Izabella Yaylyan

Personal information
- Born: 4 January 1995 (age 31)

Sport
- Country: Armenia
- Sport: Weightlifting
- Weight class: 55 kg; 59 kg;

Medal record
Women's weightlifting
Representing Armenia
European Championships
| Bronze medal – third place | 2023 Yerevan | 55 kg |

= Izabella Yaylyan =

Armenian weightlifter (born 1995)

Izabella Yaylyan (Իզաբելլա Յայլյան) is a female weightlifter born on 4 January 1995 in Yerevan, Armenia. In 2021, she represented Armenia at the 2020 Summer Olympics in Tokyo, Japan. She finished in 7th place in the women's 59 kg event.
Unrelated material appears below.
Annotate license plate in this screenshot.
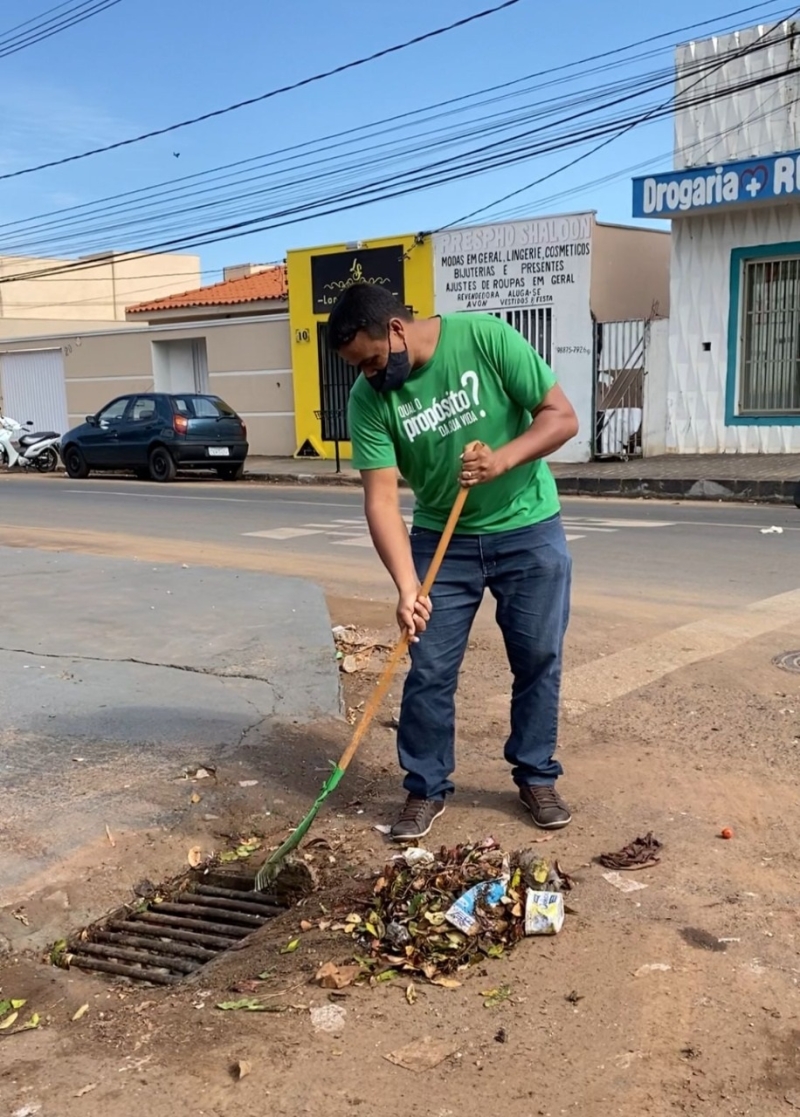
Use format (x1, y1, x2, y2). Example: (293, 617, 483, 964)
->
(208, 447, 230, 457)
She won the bronze medal in the women's 55 kg event at the 2023 European Weightlifting Championships held in Yerevan, Armenia.
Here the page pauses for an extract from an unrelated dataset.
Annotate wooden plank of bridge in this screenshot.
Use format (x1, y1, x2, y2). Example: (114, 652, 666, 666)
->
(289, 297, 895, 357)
Yaylyan won the gold medal in her event at both the 2014 European Junior & U23 Weightlifting Championships held in Limassol, Cyprus and the 2015 European Junior & U23 Weightlifting Championships held in Klaipeda, Lithuania. In 2017, she won the bronze medal in the women's under-23 58 kg event at the 2017 European Junior & U23 Weightlifting Championships held in Durrës, Albania.

At the 2021 European Weightlifting Championships in Moscow, Russia, she won the silver medal in the women's 55 kg Snatch event.